Coleman was sent a copy of the proposal, as were regents, but neither had responded as of late Wednesday.
However, a spokeswoman for Coleman said she hasn’t received the proposal.
“The president has not received a copy of the resolution yet,” a U-M spokeswoman said. “When she does, she will give it careful consideration.”
The lawsuit argued that the project was not a repair, as the university contended, but an alteration.
If it is an alteration, under the Americans with Disabilities Act, then 1 percent of seats must be available for wheelchair users — in this case, 1,075 seats. The stadium, or Big House, has about 90 wheelchair seats and recently offered to add 14 more, an action Bernstein called “incredibly insensitive.”
Under the lawsuit, there also would have to be unobstructed access to such seating, accessible seats would have to be dispersed throughout the stadium, and wheelchair users would have to have independent access to restrooms, concession stands and parking.
The stadium project includes construction of luxury boxes, creating a new scoreboard, lowering the field, adding regular seats and adding new concrete, asphalt and concession stands.
“In its totality, it indicates it is an alternation and not a repair as the U-M contends,” and ADA accessibility guidelines apply, Bernstein said.
The faculty resolution also asked the college to upgrade the stadium by adding seating available to all fans, including those with disabilities, and include more faculty input in the decision making.
“The faculty is saying the university needs to make the stadium ADA compliant,” Bernstein said.
“The proposal is saying (faculty) will no longer tolerate the intellectual and academic dishonesty of Coleman’s argument that work being done on the stadium is a repair and not an alteration,” he added.

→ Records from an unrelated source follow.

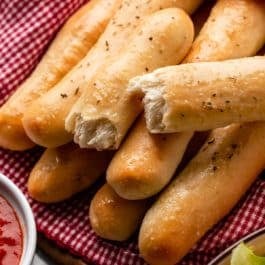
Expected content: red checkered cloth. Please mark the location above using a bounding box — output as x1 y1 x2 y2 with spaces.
0 0 264 264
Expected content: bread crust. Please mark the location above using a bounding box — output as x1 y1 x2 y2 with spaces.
28 143 112 203
184 0 265 62
89 184 150 241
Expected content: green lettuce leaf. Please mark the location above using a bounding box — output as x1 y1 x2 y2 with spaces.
231 243 265 265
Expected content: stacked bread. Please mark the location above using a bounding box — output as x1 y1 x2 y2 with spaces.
1 0 265 264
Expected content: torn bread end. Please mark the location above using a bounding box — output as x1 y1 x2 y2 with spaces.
73 117 117 150
143 89 166 133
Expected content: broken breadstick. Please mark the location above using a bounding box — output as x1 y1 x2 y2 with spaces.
133 56 265 133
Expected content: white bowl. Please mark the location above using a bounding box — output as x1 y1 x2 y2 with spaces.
0 173 36 265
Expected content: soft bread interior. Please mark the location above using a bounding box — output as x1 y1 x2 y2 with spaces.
74 116 117 150
143 89 166 133
128 72 167 132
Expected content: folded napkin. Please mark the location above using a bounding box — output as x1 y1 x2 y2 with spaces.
0 1 264 264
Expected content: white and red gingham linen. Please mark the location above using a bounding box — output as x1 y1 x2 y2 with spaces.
0 0 264 264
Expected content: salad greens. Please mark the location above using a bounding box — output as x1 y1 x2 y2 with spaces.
231 243 265 265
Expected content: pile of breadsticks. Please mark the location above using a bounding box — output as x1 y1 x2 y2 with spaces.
1 0 265 264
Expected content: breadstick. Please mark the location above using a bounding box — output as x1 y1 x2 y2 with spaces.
139 122 265 265
28 143 112 203
89 184 150 241
184 0 265 62
0 0 120 150
22 0 202 148
106 0 265 200
107 116 192 199
66 8 194 150
136 56 265 133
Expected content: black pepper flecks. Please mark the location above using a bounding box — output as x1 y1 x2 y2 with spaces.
105 40 109 51
60 93 67 98
74 87 79 95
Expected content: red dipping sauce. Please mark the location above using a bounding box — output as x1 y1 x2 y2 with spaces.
0 196 23 265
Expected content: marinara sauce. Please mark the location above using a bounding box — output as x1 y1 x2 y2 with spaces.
0 196 23 265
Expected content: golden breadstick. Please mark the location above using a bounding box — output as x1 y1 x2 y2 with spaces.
89 184 150 241
106 0 265 200
66 8 194 150
136 56 265 133
107 116 192 199
139 122 265 265
23 0 202 148
0 0 120 150
28 143 112 203
184 0 265 62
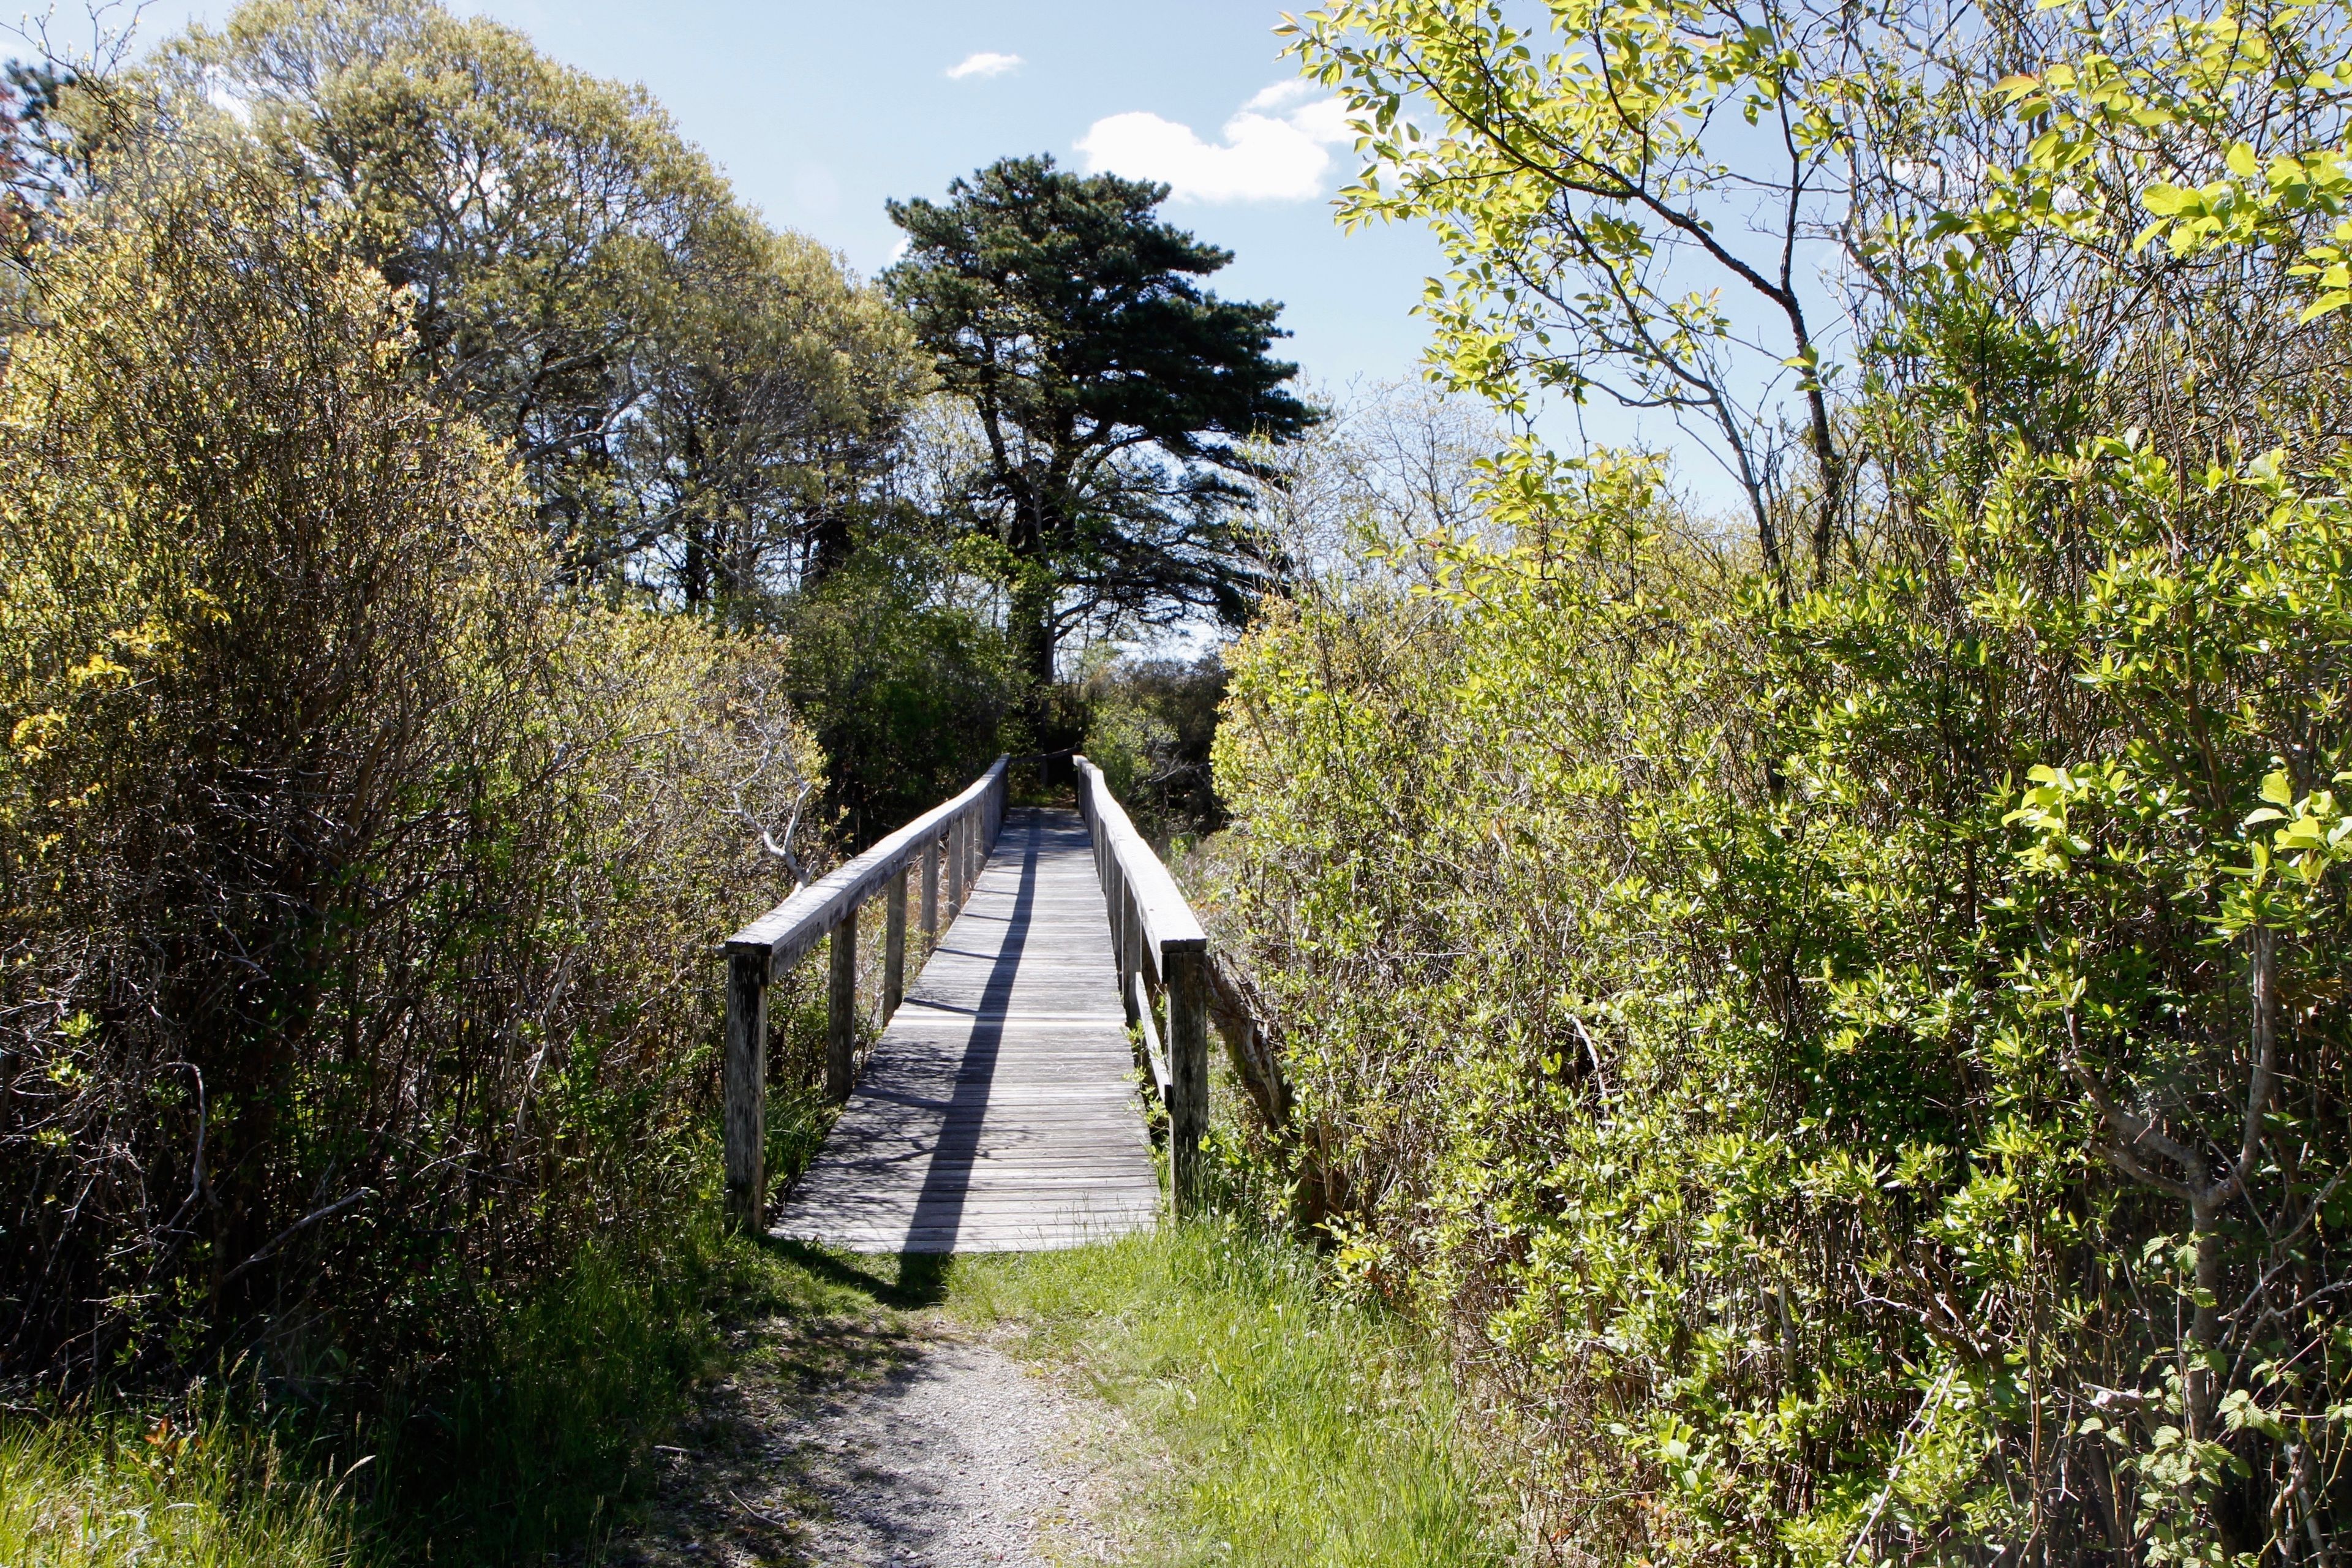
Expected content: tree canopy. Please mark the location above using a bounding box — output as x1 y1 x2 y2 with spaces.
154 0 926 609
884 154 1318 686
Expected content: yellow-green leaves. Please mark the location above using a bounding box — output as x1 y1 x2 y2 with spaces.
1965 1 2352 320
2239 768 2352 900
1286 0 1857 578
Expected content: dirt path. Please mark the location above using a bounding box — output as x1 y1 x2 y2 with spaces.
611 1306 1123 1567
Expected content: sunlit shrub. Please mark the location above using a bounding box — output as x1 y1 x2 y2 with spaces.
1214 435 2352 1558
0 145 815 1392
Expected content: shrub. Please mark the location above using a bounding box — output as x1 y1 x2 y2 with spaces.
1080 654 1229 845
782 535 1027 845
1213 432 2352 1558
0 145 813 1395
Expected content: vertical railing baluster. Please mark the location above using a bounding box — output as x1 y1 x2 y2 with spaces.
723 951 768 1231
922 837 939 937
884 867 907 1020
826 908 858 1101
949 813 966 911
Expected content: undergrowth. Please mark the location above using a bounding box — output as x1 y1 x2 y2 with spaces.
0 1095 854 1568
0 1408 354 1568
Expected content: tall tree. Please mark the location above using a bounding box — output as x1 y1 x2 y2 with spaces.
884 155 1318 687
622 222 929 616
153 0 924 603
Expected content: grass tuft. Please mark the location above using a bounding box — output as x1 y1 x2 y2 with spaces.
0 1406 353 1568
951 1220 1504 1567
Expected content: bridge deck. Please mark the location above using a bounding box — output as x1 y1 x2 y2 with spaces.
774 807 1161 1253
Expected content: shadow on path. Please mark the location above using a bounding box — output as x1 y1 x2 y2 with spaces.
904 810 1041 1253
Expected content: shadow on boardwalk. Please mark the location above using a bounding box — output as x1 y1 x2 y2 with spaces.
775 808 1159 1256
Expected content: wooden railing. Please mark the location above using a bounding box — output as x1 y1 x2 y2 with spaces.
1073 755 1215 1213
720 758 1008 1231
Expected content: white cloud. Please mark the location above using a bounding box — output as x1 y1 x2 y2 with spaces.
1076 81 1356 203
946 51 1022 80
1243 80 1319 113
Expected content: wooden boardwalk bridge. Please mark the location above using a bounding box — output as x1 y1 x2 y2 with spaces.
721 760 1246 1253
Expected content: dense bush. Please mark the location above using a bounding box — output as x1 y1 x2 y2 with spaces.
1215 0 2352 1560
781 530 1028 845
0 145 816 1391
1217 434 2352 1564
1081 654 1229 844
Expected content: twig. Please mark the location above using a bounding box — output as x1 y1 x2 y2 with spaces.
729 1489 794 1531
216 1188 375 1288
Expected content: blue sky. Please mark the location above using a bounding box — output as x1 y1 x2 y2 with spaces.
118 0 1451 398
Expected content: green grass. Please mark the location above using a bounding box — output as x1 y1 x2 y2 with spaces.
0 1406 354 1568
949 1220 1507 1567
0 1216 885 1568
1 1218 1502 1567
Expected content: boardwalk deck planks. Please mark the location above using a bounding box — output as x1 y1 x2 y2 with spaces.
773 809 1159 1254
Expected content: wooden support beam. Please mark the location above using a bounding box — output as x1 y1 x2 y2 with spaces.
921 839 939 937
827 911 858 1101
723 950 767 1231
948 814 966 911
884 867 908 1021
1164 944 1211 1215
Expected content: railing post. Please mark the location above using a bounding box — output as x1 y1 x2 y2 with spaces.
827 908 858 1101
1109 858 1131 1009
921 838 939 937
1164 944 1211 1214
723 949 768 1232
948 814 967 911
884 867 908 1020
1123 887 1143 1005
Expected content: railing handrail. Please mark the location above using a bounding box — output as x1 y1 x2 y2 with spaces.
726 756 1009 977
722 756 1009 1230
1073 753 1217 1211
1074 758 1205 964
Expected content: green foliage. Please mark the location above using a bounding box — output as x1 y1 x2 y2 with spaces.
782 532 1028 843
152 0 927 603
0 132 815 1393
1286 0 1860 583
1213 435 2352 1557
1226 2 2352 1559
954 1221 1504 1567
1080 655 1229 844
885 155 1319 687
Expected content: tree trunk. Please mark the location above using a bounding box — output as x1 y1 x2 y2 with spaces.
1010 570 1057 688
802 508 856 590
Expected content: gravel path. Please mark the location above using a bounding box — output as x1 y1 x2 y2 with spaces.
612 1313 1123 1567
774 1335 1105 1564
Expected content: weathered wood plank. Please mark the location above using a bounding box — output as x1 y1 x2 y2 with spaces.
726 758 1006 977
774 807 1159 1255
826 913 856 1101
1074 758 1204 966
723 950 767 1232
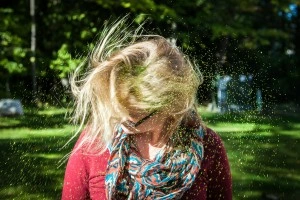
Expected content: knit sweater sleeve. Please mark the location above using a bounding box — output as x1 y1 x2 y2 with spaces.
61 131 110 200
204 128 232 200
182 127 232 200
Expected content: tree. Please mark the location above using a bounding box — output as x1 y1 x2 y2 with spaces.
1 0 299 104
0 1 29 98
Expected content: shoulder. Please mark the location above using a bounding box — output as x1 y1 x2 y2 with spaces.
64 130 110 184
202 126 229 169
70 130 110 172
203 127 225 150
203 127 232 199
182 126 230 199
185 126 232 199
62 131 110 199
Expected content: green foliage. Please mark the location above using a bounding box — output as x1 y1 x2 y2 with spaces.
1 0 300 103
0 7 28 76
50 44 81 78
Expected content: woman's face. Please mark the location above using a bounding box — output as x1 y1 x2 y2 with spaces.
121 110 165 134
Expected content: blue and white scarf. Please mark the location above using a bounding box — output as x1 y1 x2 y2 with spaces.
105 126 204 200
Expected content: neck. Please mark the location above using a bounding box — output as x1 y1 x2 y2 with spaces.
133 135 166 160
133 119 175 160
134 130 167 147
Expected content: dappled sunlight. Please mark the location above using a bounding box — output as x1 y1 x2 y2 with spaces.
200 110 300 200
0 107 299 199
2 0 300 199
25 153 65 160
211 122 264 133
0 108 76 200
0 127 74 139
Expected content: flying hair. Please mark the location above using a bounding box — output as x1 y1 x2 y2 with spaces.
68 16 203 154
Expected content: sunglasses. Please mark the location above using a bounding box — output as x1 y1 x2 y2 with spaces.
123 110 157 129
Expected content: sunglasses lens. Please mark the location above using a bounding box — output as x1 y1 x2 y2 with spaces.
122 110 157 132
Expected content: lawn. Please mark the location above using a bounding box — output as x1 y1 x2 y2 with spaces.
0 106 299 199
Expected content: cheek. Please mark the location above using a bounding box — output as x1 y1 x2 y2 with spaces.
141 119 163 131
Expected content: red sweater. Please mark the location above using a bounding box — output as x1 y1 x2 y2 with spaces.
62 128 232 200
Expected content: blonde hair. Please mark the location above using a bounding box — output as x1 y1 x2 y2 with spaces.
70 17 203 154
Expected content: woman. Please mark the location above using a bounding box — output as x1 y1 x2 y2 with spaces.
62 18 232 200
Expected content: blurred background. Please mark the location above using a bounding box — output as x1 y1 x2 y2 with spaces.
0 0 299 199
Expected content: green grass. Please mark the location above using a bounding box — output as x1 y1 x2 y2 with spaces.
199 107 300 200
0 107 76 200
0 107 299 199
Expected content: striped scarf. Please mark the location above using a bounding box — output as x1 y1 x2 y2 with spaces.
105 126 204 200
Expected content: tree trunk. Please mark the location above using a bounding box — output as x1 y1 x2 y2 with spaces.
30 0 38 104
5 77 11 98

“Ultimately, the faculty is expressing that it doesn’t have any confidence in the way Coleman has handled the stadium issue of accessibility and complying with federal law on civil rights for the disabled,” Bernstein said.
“The faculty is showing moral integrity while Mary Sue Coleman is showing she’s out of step with the values and priorities of the U-M faculty.”
A trial date is set for September 2008 on the accessibility lawsuit.
“Coleman’s behavior in this matter has resulted in a lack of confidence from within her own faculty,” said Bernstein.
“The faculty also presented the notion that Coleman’s leadership has taken the U-M off the high moral ground.
“It’s difficult to teach students social justice when the university is being blatantly hypocritical,” said Bernstein, who teaches a class on social justice at U-M, titled “Law and Social Change.”